Brief regering : Implementatie wegwerpplastics richtlijn
28 694 Verpakkingsbeleid
30 872
Landelijk afvalbeheerplan
Nr. 141
BRIEF VAN DE STAATSSECRETARIS VAN INFRASTRUCTUUR EN WATERSTAAT
Aan de Voorzitter van de Tweede Kamer der Staten-Generaal
Den Haag, 27 november 2020
Met deze brief informeer ik uw Kamer, zoals toegezegd tijdens het VSO circulaire economie
op 2 juli 2020, over de aanstaande wetgeving over wegwerpplastics en vistuig (Handelingen
II 2019/20, nr. 89, item 38). Mijn ambitie is om de plasticsoep de komende jaren steeds verder terug te dringen.
Voorliggende brief is de eerste van twee brieven die de Kamer zal ontvangen i.v.m.
de implementatie van de wegwerplastics richtlijn. In deze eerste brief richt ik mij
uitsluitend op de wettelijke verplichtingen die rechtstreeks volgen uit de implementatie
van de wegwerpplastics richtlijn, dus de zuivere implementatie van de richtlijn. Dit
betreft concrete maatregelen t.a.v. een handelsverbod voor specifieke producten, markeringsvoorschriften,
productvereisten, inzamelingsdoelstellingen, uitgebreide producentenverantwoordelijkheid,
monitoringsverplichtingen en bewustmakingsmaatregelen.
In januari 2021 kom ik met een tweede brief met extra maatregelen die ik wens te nemen,
naast de wegwerpplastics richtlijn, om reductie en hergebruik verder te stimuleren.
Daarbij zal ik ook aandacht besteden aan hoe dit past in de context van de bredere
aanpak van zwerfafval.

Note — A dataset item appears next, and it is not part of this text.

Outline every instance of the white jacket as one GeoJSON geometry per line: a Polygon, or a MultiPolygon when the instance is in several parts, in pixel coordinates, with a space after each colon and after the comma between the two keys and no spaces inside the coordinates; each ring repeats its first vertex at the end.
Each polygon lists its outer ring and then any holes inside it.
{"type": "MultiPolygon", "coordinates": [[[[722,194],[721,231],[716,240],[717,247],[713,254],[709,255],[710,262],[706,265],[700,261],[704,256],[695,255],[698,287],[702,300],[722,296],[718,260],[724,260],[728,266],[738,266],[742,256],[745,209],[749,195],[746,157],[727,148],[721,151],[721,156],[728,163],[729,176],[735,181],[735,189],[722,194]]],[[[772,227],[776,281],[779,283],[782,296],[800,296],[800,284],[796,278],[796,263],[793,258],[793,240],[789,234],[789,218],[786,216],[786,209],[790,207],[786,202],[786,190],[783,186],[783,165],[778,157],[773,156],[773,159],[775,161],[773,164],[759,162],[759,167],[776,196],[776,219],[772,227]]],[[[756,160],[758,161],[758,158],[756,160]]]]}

Deze inzet is ook in lijn met de wensen die op dit punt zijn
geuit in de internetconsultatie1.
Ik maak deze tweedeling ten eerste omdat ik de vaart in de implementatie er nu in
wil en móet houden. De implementatiedatum voor lidstaten van de wegwerpplastics richtlijn
is namelijk 3 juli 2021. Ten tweede vraagt de invulling van de aanvullende maatregelen
om een goede onderbouwing en afweging die ik u in de tweede brief wil geven. Door
een onderscheid te maken tussen enerzijds de zuivere, wettelijke implementatie van
de wegwerpplastics richtlijn (dat wat ten minste móet) en anderzijds aanvullende maatregelen,
kan ik de implementatie van de wegwerpplastics richtlijn in volle vaart vervolgen
en de strakke deadline halen. In de vervolgbrief in januari zal ik uw Kamer informeren
over wat ik wettelijk en beleidsmatig aanvullend kan en wil doen om de milieu-impact
van (wegwerp)plastics verder te reduceren.
Wegwerpplastics richtlijn
Om het aandeel van plastics in het milieu terug te dringen is op 5 juni 2019 de Europese
richtlijn «betreffende de vermindering van de effecten van bepaalde kunststofproducten
op het milieu» (PbEU 2019, L 155, Richtlijn 2019/904, hierna: wegwerpplastics richtlijn)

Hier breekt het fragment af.